You’ll notice throughout the course that I try to follow some basic rules for R code formatting which I learned in a prior course. These rules, while not everyone follows, I have certainly found useful and make your code much easier to follow. If these don’t all make sense now that is okay, we will cover them later on.
Code Spacing:
* Maintain one blank line between code blocks.
* Maintain one blank line between code blocks and comments or section
headers. (I don’t always agree with this one) * All assignment
and logical operators should be separated from other code by a leading
and a trailing space.
* Commas should be separated from other code by a trailing space but not
a leading space.
* Hash tags should be separated from comment text by a trailing
space.
Assignment:
* Objects that are used in the creation of a parent object and not used
again should not be assigned to the global environment.

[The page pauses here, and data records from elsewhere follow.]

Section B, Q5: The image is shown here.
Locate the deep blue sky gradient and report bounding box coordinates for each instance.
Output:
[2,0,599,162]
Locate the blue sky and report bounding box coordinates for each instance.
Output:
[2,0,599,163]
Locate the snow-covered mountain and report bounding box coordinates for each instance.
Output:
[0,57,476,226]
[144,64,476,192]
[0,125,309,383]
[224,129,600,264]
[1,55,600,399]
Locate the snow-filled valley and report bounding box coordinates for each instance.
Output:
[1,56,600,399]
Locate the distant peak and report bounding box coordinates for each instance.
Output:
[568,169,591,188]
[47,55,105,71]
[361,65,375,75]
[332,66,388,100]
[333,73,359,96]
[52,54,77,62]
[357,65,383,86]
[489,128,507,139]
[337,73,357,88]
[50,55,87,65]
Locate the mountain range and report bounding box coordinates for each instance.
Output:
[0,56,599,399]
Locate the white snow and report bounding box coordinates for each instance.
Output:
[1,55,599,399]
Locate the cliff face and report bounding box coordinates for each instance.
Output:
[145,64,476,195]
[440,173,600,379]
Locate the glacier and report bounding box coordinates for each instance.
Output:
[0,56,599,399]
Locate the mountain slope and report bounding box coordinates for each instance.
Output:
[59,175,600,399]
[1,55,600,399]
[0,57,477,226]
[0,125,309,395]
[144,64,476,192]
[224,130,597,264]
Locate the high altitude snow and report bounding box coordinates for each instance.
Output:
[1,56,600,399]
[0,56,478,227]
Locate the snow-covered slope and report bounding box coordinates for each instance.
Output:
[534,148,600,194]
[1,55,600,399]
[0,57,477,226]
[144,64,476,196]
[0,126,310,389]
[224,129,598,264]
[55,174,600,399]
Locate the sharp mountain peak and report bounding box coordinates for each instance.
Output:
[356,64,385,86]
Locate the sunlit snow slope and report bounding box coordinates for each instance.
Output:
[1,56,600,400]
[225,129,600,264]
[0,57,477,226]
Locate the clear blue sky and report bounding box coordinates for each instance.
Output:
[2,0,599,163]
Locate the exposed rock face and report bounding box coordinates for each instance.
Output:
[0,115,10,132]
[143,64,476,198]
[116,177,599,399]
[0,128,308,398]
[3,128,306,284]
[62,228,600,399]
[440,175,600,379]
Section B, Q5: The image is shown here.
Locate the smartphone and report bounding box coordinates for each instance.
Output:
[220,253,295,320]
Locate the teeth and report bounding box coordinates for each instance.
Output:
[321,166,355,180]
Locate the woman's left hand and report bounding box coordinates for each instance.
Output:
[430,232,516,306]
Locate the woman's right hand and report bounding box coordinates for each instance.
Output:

* Assigned names should be in all lowercase with multiple words should
be separate by a _.
* Only use =
when providing values to the formals of a
function – in all other instances use the <-
assignment
operator.
* All global assignments live on their own line.
Functions:
* Each formal of a function (i.e., argument) lives on its own
line.
* There should be no more than one call to a named function per line of
code.
# example of clean code
# there are spaces between each comment and between the '#' operator and the start of the comment text
# get mtcars data and create new object for filtered data
mtcars_6cyl <- mtcars %>%
# filter to only data with 6 cylinders
filter(cyl == 6)
# plot filtered data wt x mpg
ggplot(data = mtcars_6cyl,
aes(x = wt, y = mpg)) +
# graph with columns
geom_col()
# example of same code but messy
# notice there are no comments so you wouldn't remember what you did each step and the code is all smooshed together so it would be hard to check for coding errors/typos
mtcars_6cyl <-mtcars%>%
filter(cyl==6)
ggplot(data=mtcars_6cyl, aes(x=wt,y=mpg)) + geom_col()
Now that we have covered some coding best practices, we are ready to do some coding of our own!
Comments
You may have noticed already that some lines are preceded by a hash tag
#
R ignores these lines (as in it doesn’t try to evaluate them)- they are called comments, and they help to keep code organized and understandable.Use comments early and often- they are tremendously valuable.